Still, given the buzz surrounding "Watchman" and the stature of "Mockingbird," it's reasonable to assume that Hollywood's interest would be considerable.

Another wrinkle is whether Universal Pictures, the studio that made "Mockingbird," might have a claim to an adaptation of "Watchman," which features many of the same characters. It's unclear if Universal's original rights acquisitions covered a potential sequel. For that matter, "Watchman" wasn't written as a sequel to "Mockingbird" — it was more like a first draft.

Representatives for Universal did not immediately reply to a request for comment about a potential "Watchman" adaptation.

In addition to the legal considerations, there's also the obvious but subjective question of whether a "Watchman" movie should be made at all.

For starters, the publication of the book itself has been steeped in controversy, including at least one anonymous complaint that Lee, 88, was manipulated into agreeing to publish it. (Nurnberg responded forcefully to those allegations in a statement in March, calling them "shameful.")

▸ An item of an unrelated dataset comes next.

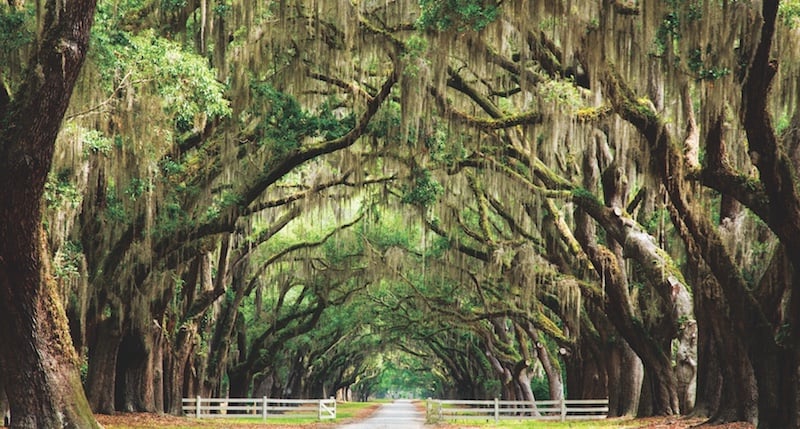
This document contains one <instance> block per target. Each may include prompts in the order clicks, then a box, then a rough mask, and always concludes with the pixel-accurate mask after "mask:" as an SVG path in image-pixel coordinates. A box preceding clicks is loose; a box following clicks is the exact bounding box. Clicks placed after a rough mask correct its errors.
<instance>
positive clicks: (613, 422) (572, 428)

Moreover, "Mockingbird" is widely recognized as a cinematic classic that any follow-up would find it nearly impossible to live up to, even one based on Lee's own writing. (Set about 20 years after "Mockingbird," "Watchman" would require a new cast, director and screenwriter.) Although it's unlikely that anything could tarnish the legacy of "Mockingbird," fans may still object to a "Watchman" movie on principle.

Many "Mockingbird" admirers have expressed surprise and some dismay in response to last week's revelation (plot details ahead) that "Watchman" presents a different side of Atticus than we're used to. The character indelibly portrayed by Gregory Peck in the 1962 film as a moral beacon is revealed in "Watchman" to be a bigot who supports segregation and has attended a Ku Klux Klan meeting.

Needless to say, reimagining one of cinema's beloved characters as a racist could significantly undermine a "Watchman" movie as mass entertainment. Whether it would be enough to kill a movie remains to be seen.